Scientists replicate conditions moments after the Big Bang
what exactly were the conditions moments after the Big Bang - the theory that the universe began with the explosion of dense matter. The answer has eluded scientists for decades. Recently, a pathbreaking experiment involving scientists from 20 countries, including India, recreated the Big Bang and generated a state of matter that existed briefly after the creation of the Universe.
The experiment, which cost about us $4 billion, is expected to assist scientists understand the origin of the Universe and the state of matter.
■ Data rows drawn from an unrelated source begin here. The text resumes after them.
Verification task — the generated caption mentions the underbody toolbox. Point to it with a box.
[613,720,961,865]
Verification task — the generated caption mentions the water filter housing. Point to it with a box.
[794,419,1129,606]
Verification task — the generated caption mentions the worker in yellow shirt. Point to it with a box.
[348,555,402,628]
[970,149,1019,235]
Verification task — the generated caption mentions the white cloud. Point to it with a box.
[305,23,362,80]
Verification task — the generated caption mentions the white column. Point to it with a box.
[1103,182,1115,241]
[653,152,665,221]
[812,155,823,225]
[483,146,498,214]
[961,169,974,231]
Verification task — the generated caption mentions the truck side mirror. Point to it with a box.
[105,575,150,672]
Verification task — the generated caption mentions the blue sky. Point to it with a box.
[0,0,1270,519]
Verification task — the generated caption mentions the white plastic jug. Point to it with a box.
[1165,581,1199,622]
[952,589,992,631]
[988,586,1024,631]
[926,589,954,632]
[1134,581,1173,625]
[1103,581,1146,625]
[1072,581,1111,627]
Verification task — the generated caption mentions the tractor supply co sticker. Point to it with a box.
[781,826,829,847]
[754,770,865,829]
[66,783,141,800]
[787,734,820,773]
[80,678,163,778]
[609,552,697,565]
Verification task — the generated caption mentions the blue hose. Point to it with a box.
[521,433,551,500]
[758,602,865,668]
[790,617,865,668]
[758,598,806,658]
The 'Little Bang' - as the experiment was called - is the culmination of a series of seven experiments and was a shortlived fireball that attained temperatures of a million million degrees Celsius - 100,000 times as hot as the centre of the sun.These were the exact conditions that existed 10 microseconds after the formation of the Universe, when temperatures shot up extremely high and energy was very concentrated.
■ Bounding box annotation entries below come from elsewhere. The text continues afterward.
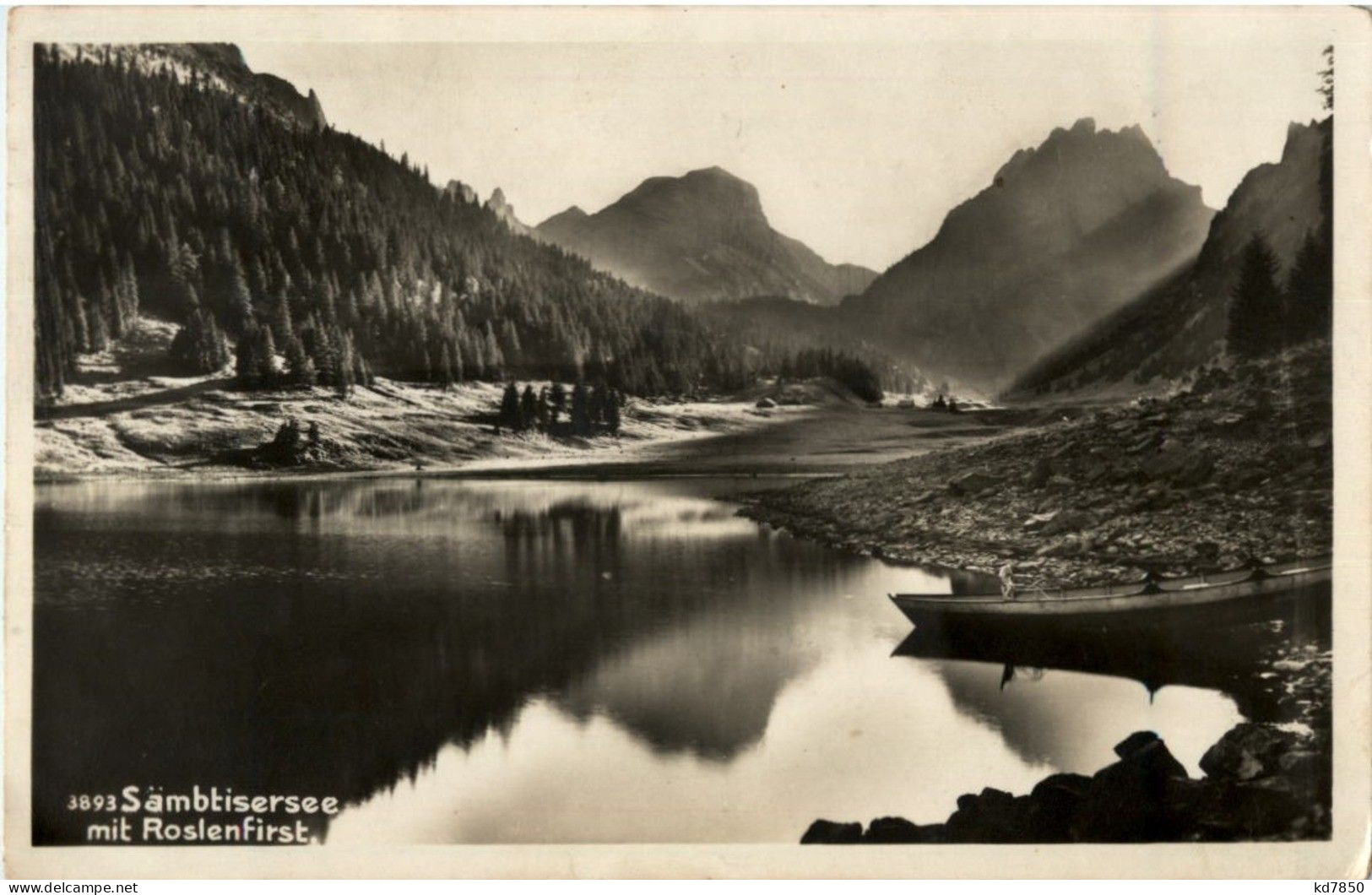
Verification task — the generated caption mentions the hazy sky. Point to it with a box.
[241,9,1330,269]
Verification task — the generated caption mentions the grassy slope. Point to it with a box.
[749,342,1332,585]
[35,320,793,479]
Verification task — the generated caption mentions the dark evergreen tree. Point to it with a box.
[518,384,538,430]
[1228,233,1284,358]
[33,46,889,400]
[285,335,318,386]
[1284,233,1334,342]
[169,310,229,375]
[571,383,591,435]
[500,383,518,428]
[547,382,567,426]
[605,391,621,435]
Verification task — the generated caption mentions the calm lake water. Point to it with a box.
[33,479,1300,845]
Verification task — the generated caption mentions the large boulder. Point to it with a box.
[1139,445,1214,487]
[1071,732,1187,842]
[800,820,862,845]
[948,472,1001,494]
[1201,722,1301,779]
[1038,509,1096,534]
[946,787,1043,843]
[862,816,948,844]
[1025,456,1052,487]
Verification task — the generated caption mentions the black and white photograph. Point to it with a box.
[6,7,1369,877]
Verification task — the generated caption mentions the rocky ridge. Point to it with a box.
[800,722,1331,844]
[843,118,1214,391]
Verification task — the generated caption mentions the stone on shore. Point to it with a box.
[800,820,862,845]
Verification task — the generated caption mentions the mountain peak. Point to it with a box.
[53,44,328,130]
[845,118,1213,387]
[538,165,876,305]
[485,187,534,236]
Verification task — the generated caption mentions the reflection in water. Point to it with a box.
[33,479,1262,844]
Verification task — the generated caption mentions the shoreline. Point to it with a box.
[744,344,1334,589]
[35,386,1032,485]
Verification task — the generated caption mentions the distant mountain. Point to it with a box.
[443,180,478,204]
[31,44,788,399]
[536,167,876,305]
[843,118,1214,390]
[1008,118,1334,397]
[485,187,534,236]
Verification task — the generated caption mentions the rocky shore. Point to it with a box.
[800,724,1330,844]
[742,343,1334,588]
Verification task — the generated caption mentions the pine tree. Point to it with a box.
[534,387,553,432]
[1284,233,1334,342]
[547,382,567,426]
[252,327,277,388]
[605,390,621,435]
[1228,233,1284,358]
[572,383,591,435]
[285,335,317,387]
[518,384,538,430]
[437,342,454,391]
[500,383,518,428]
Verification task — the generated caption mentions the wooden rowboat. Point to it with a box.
[891,556,1332,625]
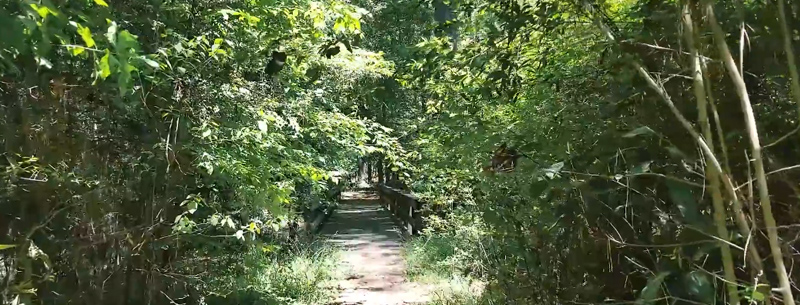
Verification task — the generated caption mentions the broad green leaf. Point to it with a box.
[258,121,269,132]
[186,200,197,214]
[683,270,712,304]
[667,180,706,228]
[750,289,766,302]
[99,49,111,79]
[623,126,656,138]
[636,271,670,305]
[77,23,95,48]
[30,3,58,19]
[140,56,160,69]
[106,21,117,47]
[631,161,653,174]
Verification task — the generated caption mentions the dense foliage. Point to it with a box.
[0,0,800,304]
[0,0,398,304]
[356,0,800,304]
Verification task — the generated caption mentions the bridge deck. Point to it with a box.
[322,191,429,305]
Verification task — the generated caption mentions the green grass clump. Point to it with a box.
[209,242,345,305]
[404,234,484,305]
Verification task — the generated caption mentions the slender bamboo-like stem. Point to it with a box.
[584,2,750,262]
[703,0,795,305]
[682,3,740,304]
[701,29,771,296]
[778,0,800,113]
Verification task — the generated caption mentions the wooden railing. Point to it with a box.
[375,184,423,236]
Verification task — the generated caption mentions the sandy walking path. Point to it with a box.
[322,191,429,305]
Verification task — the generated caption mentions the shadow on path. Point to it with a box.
[321,190,428,305]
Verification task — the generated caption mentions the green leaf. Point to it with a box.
[667,180,706,227]
[631,161,653,174]
[750,289,766,302]
[140,56,161,70]
[106,21,117,46]
[77,24,95,48]
[186,200,197,214]
[683,270,712,304]
[622,126,656,138]
[31,3,58,19]
[99,49,111,79]
[544,162,564,179]
[636,271,670,305]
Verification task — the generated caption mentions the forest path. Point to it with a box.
[321,190,430,305]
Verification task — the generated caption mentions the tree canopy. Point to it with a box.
[0,0,800,304]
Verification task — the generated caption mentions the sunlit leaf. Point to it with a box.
[77,24,95,48]
[99,49,111,79]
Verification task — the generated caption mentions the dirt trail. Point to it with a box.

Scientists at Geneva's Cern Laboratories, using the Super Proton Synchrotron, accelerated lead ions to close to the speed of light and smashed them into lead targets. The scientists used lead because the metal is very heavy and a lot of energy is released in the process. This produced a hot mixture in which quarks - the tiniest particles of matter - roamed around freely instead of being bound together as they are in all normal matter.
In theory such a condition could have been created in which quarks and gluons - the massless particles that keep the quarks together - existed freely, in a state known as a quark-gluon plasma. In an extremely short span of time they would have condensed into the normal particles such as protons and neutrons.
"The fireball exists for only the tiniest fraction of a second," David Evans of the University of Birmingham said. "We have to work out what happens by studying the particles that escape from the fireball."
These results are another piece in the jigsaw puzzle, that began with the Greek idea of matter as built of atoms, particles that were once considered indivisible. However, the 20th century brought a change in thinking as the atoms were proved to be divisible and a number of subatomic particles emerged.
The standard model - the theory favoured by physicists today - asserts that all these particles are made up of even more basic particles - quarks- held together by gluons. But till this experiment no machine had been able to isolate a quark.